Github API search code, missing items in JSON

147 Views Asked by At

I've been trying to build up a tool that needs to fetch all files' URLs of GitHub code search's result. For example when you go the here and search for uber.com api_key. You'll see that there is 381 code results and I want to get all these 381 files' URLs.

In order to do that I learned how to use GitHub API V3 and made following function:

def fetchItems(search, GITHUB_API):   
    
    items = set()
    response = {"items":[1]}
    pageNumber = 1
    
    while(response["items"]):
        
        sleep(3) # trying to avoid rate limit, not successful though :(

        url = "https://api.github.com/search/code"
        params = {
            "q" : search,
            "per_page" : 30, # default value, it can be increased to 100
            "page" : pageNumber
        }  
        headers = {
            "Accept" : "application/vnd.github+json",
            "Authorization" : f"Bearer {GITHUB_API}"
        }

        r = requests.get(url=url, headers=headers, params=params, verify=False)
        
        if r.status_code == 403: # if we exceed the rate limit, sleep until rate limit get reseted
            epochReset = int(r.headers["X-Ratelimit-Reset"])
            epochNow = time()

            if epochNow < epochReset:
                sleep((epochReset - epochNow) + 1)
            
            sleep(1)
            continue
        
        response = json.loads(r.text)
    
        for file in response["items"]:
            items.add(file["html_url"])
        
        pageNumber += 1
    
    return items

page variable indicates the number of items that'll be returned in each page, and page is the page :).
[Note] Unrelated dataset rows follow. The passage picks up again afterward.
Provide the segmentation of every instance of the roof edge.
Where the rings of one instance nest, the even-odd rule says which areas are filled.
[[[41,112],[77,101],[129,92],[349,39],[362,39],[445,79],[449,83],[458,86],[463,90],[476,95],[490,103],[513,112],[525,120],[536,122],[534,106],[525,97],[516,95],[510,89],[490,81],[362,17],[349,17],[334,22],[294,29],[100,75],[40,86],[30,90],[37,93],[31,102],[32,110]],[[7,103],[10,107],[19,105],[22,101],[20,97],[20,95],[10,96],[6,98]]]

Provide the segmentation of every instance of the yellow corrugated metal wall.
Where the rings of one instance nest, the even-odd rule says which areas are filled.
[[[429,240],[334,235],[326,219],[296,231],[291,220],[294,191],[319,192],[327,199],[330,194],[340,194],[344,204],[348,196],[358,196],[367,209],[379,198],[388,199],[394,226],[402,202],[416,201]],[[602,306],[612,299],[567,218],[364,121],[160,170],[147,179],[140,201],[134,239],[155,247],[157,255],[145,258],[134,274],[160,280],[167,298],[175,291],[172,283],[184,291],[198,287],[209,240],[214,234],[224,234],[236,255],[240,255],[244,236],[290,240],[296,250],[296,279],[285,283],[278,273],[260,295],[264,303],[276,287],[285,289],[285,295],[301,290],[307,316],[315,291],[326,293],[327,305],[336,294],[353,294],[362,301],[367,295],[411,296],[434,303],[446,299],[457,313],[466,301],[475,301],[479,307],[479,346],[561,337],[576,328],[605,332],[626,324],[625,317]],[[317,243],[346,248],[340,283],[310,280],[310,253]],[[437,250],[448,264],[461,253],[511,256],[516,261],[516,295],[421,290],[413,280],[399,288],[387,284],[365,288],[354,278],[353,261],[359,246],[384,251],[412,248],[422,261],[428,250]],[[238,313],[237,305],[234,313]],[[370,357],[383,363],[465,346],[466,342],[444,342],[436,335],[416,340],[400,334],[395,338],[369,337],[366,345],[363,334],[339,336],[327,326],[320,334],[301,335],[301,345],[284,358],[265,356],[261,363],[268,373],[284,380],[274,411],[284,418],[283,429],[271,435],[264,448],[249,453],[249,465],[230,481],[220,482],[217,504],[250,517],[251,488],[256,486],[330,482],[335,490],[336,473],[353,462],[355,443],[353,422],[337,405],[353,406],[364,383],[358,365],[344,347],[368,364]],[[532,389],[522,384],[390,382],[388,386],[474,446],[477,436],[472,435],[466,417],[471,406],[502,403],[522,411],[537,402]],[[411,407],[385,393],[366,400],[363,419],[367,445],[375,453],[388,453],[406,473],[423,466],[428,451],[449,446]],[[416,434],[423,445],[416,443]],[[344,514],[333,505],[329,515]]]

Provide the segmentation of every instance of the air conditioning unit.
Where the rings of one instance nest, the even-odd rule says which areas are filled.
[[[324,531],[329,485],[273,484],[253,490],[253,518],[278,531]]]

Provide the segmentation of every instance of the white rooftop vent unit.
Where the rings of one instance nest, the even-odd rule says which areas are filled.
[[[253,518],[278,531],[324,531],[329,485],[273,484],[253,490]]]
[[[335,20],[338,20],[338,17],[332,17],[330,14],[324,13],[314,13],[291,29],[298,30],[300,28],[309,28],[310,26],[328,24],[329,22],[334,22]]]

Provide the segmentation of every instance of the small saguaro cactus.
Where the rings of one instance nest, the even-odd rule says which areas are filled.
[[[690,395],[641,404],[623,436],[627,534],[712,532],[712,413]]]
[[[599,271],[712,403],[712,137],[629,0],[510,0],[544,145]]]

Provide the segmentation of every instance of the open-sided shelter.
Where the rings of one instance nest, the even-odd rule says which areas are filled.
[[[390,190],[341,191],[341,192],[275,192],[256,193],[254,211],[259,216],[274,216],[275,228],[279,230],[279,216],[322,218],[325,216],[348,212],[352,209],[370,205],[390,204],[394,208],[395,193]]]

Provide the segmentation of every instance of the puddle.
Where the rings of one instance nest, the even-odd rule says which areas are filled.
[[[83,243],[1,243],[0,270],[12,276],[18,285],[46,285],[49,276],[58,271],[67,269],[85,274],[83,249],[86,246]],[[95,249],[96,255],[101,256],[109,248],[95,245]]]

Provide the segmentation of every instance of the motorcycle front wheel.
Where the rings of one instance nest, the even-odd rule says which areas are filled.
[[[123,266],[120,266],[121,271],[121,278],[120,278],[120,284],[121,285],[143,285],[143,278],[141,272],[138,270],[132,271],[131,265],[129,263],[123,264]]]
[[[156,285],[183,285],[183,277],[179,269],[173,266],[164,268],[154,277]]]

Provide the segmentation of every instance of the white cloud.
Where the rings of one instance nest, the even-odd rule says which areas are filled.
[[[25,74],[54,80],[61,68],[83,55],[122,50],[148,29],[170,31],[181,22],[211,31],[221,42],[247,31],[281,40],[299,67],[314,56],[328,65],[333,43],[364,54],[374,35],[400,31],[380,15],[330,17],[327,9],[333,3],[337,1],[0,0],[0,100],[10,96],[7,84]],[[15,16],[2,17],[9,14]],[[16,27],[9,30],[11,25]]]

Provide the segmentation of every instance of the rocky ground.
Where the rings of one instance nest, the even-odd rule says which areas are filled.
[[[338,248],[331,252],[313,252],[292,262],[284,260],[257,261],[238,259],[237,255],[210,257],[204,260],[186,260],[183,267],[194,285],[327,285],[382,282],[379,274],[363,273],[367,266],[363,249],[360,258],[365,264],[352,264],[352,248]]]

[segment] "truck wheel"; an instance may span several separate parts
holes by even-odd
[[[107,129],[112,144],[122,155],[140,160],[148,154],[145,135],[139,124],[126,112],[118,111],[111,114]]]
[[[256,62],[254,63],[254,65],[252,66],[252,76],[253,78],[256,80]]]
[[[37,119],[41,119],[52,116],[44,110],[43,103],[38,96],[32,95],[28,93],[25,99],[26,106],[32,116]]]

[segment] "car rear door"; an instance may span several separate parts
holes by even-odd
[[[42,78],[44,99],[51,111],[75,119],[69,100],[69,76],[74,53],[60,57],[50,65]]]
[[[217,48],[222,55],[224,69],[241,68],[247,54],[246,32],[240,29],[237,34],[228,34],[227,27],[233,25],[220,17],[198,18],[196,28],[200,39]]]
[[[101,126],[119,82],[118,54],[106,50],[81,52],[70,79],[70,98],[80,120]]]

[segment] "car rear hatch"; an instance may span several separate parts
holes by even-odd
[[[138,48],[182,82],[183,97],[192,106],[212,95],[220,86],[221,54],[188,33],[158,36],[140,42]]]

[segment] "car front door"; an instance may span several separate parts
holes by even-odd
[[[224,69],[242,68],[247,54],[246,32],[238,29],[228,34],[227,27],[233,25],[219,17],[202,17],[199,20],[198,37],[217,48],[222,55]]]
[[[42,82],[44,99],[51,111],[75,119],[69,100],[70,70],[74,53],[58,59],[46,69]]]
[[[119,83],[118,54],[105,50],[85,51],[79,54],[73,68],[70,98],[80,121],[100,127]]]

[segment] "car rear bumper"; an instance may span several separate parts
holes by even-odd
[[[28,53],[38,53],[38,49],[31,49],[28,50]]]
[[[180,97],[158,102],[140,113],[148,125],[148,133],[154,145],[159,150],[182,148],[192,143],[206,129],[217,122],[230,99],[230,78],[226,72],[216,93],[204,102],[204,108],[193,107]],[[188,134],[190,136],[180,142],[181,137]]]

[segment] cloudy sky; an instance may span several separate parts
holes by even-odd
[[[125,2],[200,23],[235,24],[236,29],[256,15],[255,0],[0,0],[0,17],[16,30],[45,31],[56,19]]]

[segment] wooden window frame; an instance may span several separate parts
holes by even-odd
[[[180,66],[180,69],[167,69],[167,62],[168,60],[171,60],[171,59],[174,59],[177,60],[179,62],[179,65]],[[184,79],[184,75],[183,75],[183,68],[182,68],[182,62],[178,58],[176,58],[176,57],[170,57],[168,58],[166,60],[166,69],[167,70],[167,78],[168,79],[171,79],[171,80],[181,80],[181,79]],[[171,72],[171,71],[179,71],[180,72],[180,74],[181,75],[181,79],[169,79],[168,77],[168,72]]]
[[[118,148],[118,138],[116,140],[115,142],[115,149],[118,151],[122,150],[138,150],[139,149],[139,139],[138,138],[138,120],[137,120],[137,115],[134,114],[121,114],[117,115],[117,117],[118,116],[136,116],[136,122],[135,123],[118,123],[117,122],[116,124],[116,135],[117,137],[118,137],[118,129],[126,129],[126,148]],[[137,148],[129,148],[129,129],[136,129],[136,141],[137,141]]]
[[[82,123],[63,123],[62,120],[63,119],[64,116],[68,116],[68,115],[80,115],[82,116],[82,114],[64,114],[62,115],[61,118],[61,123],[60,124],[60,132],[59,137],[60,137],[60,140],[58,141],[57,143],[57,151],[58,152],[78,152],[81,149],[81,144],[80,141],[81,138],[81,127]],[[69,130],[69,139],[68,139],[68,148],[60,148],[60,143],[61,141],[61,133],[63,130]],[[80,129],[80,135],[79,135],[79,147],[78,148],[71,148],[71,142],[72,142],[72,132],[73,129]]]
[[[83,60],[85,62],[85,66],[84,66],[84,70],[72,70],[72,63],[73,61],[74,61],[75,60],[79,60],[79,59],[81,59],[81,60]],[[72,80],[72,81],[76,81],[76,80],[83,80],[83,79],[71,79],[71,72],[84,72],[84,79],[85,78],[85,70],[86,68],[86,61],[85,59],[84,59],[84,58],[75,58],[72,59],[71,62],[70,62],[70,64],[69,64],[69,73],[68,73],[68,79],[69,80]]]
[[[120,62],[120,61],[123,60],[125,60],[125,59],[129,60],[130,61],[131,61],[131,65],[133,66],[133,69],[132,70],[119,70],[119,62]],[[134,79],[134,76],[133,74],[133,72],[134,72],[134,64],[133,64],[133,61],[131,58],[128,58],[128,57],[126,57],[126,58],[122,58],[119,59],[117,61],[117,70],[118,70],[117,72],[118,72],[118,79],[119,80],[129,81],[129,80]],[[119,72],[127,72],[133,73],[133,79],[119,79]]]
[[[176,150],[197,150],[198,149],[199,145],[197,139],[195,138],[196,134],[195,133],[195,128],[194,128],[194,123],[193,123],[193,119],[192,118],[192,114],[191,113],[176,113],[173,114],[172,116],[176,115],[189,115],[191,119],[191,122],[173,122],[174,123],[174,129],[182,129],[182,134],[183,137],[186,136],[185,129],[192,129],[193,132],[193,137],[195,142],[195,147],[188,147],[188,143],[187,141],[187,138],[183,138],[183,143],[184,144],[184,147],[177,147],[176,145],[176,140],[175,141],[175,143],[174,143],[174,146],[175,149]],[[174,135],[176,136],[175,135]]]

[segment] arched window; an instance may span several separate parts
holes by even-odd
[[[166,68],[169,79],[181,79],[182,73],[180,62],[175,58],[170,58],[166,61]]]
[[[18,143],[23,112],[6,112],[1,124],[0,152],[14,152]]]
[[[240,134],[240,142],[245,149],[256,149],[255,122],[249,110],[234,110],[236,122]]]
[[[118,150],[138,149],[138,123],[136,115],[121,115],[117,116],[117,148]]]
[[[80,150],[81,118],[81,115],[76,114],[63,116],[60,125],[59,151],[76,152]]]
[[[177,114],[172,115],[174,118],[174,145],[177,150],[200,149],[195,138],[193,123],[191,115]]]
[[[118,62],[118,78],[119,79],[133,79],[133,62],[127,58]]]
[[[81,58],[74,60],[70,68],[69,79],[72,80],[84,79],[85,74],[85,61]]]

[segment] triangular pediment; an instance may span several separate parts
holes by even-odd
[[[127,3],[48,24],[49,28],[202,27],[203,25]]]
By increasing page number in every request, you should be able to get all items according to my understanding.

However when I opened my database and checked the items that have been written, I saw that there were only 377 files, so 4 of the files are missing:

here.

I checked the database writer function and I'm sure that there is nothing wrong with that. Does GitHub API return missing items in JSON or am I doing something wrong?

1

There are 1 best solutions below

0
Robert J. Walker On

One possibility is that the index that powers the GitHub /search/code endpoint only indexes files less than 384 KB. If any of the files found in your search on the site are too big, they won't show up in your response.